For now, the crew members will be under quarantine at the Cape with continuing launch preparations.
The Crew
German astronaut Matthias Maurer, 51, who is an ESA mission specialist, will be joining the three NASA astronauts, i.e., flight commander Raja Chari, mission pilot Tom Marshburn, and mission specialist Kayla Barron.
Raja Chari is a US Air Force combat jet and test pilot, Kayla Barron is a US Navy submarine officer as well as a nuclear engineer, and Matthias Maurer is a material science engineer. All three of them are making their debut spaceflights aboard the Dragon vehicle.
Tom Marshburn is a physician and also a former NASA flight surgeon.
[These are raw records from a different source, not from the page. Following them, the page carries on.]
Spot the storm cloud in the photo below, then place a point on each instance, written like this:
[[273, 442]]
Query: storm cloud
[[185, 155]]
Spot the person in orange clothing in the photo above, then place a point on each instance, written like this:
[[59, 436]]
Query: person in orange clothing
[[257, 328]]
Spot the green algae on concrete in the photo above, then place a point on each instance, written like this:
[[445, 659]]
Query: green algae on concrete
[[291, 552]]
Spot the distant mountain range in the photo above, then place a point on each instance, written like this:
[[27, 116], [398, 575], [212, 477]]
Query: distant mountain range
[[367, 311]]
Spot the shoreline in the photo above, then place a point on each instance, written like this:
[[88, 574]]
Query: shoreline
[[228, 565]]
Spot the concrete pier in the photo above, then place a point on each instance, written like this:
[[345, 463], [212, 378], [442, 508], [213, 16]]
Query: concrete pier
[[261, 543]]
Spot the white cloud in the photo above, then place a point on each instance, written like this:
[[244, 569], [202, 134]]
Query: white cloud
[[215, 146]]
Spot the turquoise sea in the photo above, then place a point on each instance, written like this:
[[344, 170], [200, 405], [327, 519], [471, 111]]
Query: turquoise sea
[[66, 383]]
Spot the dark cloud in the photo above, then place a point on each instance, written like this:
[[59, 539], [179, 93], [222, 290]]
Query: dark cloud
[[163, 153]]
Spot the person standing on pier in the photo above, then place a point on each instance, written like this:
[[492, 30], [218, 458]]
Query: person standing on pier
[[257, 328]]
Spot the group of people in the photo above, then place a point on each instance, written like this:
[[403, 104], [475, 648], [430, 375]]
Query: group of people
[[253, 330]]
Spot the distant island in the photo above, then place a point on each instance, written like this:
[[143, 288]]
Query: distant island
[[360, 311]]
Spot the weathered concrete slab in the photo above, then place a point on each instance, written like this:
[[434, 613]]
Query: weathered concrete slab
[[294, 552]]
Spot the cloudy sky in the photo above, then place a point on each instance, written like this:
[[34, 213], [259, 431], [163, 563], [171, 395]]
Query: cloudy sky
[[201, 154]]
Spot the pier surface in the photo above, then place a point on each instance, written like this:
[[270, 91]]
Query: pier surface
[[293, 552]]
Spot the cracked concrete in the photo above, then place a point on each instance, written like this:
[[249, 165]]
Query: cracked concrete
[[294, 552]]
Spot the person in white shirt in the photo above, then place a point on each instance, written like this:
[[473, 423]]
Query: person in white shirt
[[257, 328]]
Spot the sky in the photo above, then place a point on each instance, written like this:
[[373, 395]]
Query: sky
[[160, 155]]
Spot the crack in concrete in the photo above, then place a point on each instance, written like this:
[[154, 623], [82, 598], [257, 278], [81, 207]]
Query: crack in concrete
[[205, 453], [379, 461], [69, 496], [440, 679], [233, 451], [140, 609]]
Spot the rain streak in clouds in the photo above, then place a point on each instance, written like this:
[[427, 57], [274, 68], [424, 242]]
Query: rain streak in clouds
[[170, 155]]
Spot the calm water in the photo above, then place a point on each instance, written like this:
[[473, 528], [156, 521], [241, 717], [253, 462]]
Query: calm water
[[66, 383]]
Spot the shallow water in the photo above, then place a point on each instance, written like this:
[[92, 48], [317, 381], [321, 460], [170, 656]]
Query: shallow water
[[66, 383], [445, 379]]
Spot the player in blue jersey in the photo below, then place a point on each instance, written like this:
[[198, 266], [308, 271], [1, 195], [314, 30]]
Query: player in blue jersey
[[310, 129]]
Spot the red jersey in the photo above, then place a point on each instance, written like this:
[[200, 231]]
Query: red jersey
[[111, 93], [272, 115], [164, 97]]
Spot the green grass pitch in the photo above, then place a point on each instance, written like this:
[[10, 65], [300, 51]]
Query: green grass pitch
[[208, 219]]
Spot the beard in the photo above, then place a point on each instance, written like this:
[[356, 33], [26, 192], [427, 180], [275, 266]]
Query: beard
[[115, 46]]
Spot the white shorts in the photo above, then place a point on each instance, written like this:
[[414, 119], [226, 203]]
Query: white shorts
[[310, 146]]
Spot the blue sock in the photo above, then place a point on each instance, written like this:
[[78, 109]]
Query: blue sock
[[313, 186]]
He is the most experienced astronaut of the crew, having logged two previous spaceflights and four spacewalks.
Saturday’s launch, if successful, would be the fifth human spaceflight SpaceX has achieved to date, following its inaugural launch in September of a space tourism service that sent the first-ever all-civilian crew into orbit.
All Eyes On Raja Chari
There has been quite a lot of focus on Indian American Raja Chari, a fighter pilot with the US Air Force. He is all set to make his debut space flight as commander of the Crew-3 mission. Chari served as a colonel in the US Air Force before he became a NASA astronaut in 2017.
He was born to Peggy Egbert and Sreenivas V Chari in Milwaukee, US. He traces his Indian roots to his father, Sreenivas V Chari, who came to the United States from Hyderabad to pursue academic interests.
In December 2020, Chari was selected as a part of the Artemis Team, a group of astronauts to help pave the way for the next lunar missions. That same month, he became the first astronaut from Group 22 to be selected for a space mission, which he will command, i.e., SpaceX Crew-3. Chari will be the first NASA rookie to command a spaceflight since Gerald Carr, who commanded the Skylab 4 mission in 1973.